2. Jika dalam bertransaksi dilakukan atas nama JO, maka JO harus memenuhi kewajibannya sebagai PKP (melaporkan perhitungan PPN dan PPnBM yang terutang melalui Surat Pemberitahun Masa PPN

3. Jika dalam bertransaksi dilakukan atas nama anggota JO dan JO hanya berperan sebagai alat koordinasi, maka yang memiliki kewajiban adalah anggota JO

4. Jika JO adalah kotraktor utama dalam proyek pemerintah yang di biayai hibah atau dana pinjaman luar negeri, maka BKP atu JKP tidak dipungut PPN dan faktur pajak yang diterbitkan oleh JO harus diberi cap PPN dan PPnBM tidak dipungut

8.3.4. Manajemen Perpajakan untuk Konsorsium/JO

Manfaat Manajemen Pajak, yaitu;

1. Meminimalkan kejutan pajak (tax suprise)

2. Menjalankan kewajiban dan haknya dibidang perpajakan secara efisien dan efektif

8.3.5. Kepastian Hukum terhadap pemajakan atas JO

Hingga kini belum ada satu ketentuan hukum yang berlaku yang mengatur pemajakan atas JO. Hanya terdapat satu peraturan setingkat Surat Edaran Disrjen Pajak, yaitu SE No. 44/PJ/1994 tentang mekanisme pemecahan bukti potong PPh pasal 23 yang dikaitkan dengan SE No. 26/PJ.9/1991 tentang Petunjuk Teknis Pemindahbukuan (Pbk).

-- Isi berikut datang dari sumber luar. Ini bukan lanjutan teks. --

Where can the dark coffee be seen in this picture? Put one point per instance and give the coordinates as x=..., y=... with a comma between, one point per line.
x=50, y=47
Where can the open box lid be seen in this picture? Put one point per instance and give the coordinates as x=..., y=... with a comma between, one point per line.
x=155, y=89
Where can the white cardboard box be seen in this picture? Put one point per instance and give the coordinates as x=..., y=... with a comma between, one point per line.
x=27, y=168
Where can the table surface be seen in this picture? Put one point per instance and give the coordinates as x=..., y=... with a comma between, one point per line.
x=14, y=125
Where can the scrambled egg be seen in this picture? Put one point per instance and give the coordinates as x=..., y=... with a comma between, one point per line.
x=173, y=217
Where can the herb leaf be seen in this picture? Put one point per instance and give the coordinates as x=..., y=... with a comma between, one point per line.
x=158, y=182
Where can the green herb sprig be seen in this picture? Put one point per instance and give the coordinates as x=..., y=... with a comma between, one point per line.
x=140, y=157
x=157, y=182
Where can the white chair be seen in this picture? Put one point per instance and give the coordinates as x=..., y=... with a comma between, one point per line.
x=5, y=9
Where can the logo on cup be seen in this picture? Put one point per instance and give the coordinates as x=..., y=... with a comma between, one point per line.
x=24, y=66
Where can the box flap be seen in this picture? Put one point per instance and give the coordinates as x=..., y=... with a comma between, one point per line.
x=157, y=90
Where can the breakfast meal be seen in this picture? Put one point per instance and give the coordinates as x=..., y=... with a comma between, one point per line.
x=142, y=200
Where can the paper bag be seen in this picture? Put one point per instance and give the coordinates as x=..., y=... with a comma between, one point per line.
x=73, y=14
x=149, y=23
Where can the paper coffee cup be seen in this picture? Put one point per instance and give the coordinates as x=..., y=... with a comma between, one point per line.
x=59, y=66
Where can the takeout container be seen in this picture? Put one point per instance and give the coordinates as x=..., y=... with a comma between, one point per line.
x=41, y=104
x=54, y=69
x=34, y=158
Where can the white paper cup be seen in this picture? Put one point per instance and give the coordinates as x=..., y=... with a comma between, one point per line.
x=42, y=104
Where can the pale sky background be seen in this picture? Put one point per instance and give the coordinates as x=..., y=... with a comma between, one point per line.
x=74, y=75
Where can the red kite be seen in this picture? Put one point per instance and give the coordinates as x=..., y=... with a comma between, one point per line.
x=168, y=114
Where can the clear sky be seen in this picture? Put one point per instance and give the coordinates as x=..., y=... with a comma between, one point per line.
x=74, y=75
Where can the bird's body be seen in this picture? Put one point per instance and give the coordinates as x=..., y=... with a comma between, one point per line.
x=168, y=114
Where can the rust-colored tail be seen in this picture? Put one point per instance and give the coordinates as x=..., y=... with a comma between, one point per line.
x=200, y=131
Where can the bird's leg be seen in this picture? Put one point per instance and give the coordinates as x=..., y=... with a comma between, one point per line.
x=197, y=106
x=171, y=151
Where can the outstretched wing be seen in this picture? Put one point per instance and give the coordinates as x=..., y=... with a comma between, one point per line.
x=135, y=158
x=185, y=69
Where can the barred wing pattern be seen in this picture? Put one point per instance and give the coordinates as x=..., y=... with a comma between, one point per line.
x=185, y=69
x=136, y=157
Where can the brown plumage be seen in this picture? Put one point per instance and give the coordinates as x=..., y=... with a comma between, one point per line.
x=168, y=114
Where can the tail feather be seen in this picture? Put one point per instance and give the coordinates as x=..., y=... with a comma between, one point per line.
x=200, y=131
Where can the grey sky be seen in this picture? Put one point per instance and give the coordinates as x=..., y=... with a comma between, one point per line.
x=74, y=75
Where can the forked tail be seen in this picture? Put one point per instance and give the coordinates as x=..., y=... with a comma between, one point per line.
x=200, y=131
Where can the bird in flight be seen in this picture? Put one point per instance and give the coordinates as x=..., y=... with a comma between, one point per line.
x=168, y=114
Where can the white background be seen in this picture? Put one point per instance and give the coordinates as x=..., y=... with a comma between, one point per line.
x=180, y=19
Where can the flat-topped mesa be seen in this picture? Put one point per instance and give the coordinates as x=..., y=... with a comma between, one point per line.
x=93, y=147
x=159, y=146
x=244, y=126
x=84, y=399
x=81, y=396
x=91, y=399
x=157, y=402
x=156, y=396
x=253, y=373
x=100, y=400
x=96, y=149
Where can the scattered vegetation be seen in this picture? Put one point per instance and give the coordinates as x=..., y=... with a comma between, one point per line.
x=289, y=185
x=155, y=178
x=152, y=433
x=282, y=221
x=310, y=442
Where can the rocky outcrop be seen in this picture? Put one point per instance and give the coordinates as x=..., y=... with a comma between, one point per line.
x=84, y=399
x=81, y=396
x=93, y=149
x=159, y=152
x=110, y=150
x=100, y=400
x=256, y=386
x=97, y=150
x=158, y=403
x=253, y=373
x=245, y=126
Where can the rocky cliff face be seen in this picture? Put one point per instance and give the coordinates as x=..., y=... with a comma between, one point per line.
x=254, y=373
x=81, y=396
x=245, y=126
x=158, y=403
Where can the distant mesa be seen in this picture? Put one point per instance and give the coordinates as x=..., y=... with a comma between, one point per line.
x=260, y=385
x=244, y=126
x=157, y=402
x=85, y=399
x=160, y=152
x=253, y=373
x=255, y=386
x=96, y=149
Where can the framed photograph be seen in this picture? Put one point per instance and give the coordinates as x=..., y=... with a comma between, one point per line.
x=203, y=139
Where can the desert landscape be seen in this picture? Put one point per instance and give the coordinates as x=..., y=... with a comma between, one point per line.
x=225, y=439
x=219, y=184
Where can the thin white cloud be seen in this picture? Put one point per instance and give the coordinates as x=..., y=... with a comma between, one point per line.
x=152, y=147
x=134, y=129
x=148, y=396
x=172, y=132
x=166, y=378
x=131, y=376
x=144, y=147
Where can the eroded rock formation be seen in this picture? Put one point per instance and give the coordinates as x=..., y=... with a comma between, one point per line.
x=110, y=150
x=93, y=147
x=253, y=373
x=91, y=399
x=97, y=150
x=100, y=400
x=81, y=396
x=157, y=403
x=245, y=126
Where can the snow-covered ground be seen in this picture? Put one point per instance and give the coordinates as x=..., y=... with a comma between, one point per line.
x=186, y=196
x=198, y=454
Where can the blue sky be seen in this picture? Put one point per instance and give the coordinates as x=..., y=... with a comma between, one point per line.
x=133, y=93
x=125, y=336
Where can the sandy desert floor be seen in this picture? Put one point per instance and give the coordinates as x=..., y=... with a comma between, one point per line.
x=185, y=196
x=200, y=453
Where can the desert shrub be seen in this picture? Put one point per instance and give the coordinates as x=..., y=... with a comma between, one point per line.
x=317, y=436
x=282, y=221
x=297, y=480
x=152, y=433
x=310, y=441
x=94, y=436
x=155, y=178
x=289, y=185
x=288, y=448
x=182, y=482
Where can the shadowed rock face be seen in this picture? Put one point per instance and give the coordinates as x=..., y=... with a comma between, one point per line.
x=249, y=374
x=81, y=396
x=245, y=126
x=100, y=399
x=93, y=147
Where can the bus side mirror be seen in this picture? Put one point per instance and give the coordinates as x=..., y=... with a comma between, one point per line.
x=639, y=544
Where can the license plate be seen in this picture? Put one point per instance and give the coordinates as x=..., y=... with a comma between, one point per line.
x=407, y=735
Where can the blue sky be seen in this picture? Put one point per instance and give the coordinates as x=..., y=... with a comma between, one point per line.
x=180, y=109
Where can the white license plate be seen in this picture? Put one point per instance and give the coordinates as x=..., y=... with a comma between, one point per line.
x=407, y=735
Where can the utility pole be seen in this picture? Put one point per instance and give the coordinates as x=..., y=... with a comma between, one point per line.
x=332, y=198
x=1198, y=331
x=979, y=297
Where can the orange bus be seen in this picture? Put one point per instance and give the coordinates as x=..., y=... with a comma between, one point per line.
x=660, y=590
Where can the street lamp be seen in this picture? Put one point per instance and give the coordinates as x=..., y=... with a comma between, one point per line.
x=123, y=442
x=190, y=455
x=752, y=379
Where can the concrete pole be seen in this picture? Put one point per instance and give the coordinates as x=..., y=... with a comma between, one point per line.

Selain itu hanya surat-surat khusus sebagai acuan hukum untuk JO. Yang menjadi permasalahan adalah dalam beberapa surat penegasan DJP ternyata tidak selalu konsisten sehingga menimbulkan ketidakpastian (uncertainty).

Menurut Adam Smith, pemungutan pajak hendaknya didasarkan empat kaidah/asas perpajakan; yaitu

1. Equality (asas keadilan)

2. Certainty (asas kepastian hukum)

3. Convenience of payment (asas ketepatan waktu pemungutan)

4. Economy in collection (asas pemungutan pajak yang ekonomis/efisien)

Dengan absennya certainty, keadilan tidak dapat diterapkan. Karena, tanpa kepastian fiskus maupun WP dapat menafsirkan pemajakan atas JO berbeda-beda yang akan berujung pada dispute.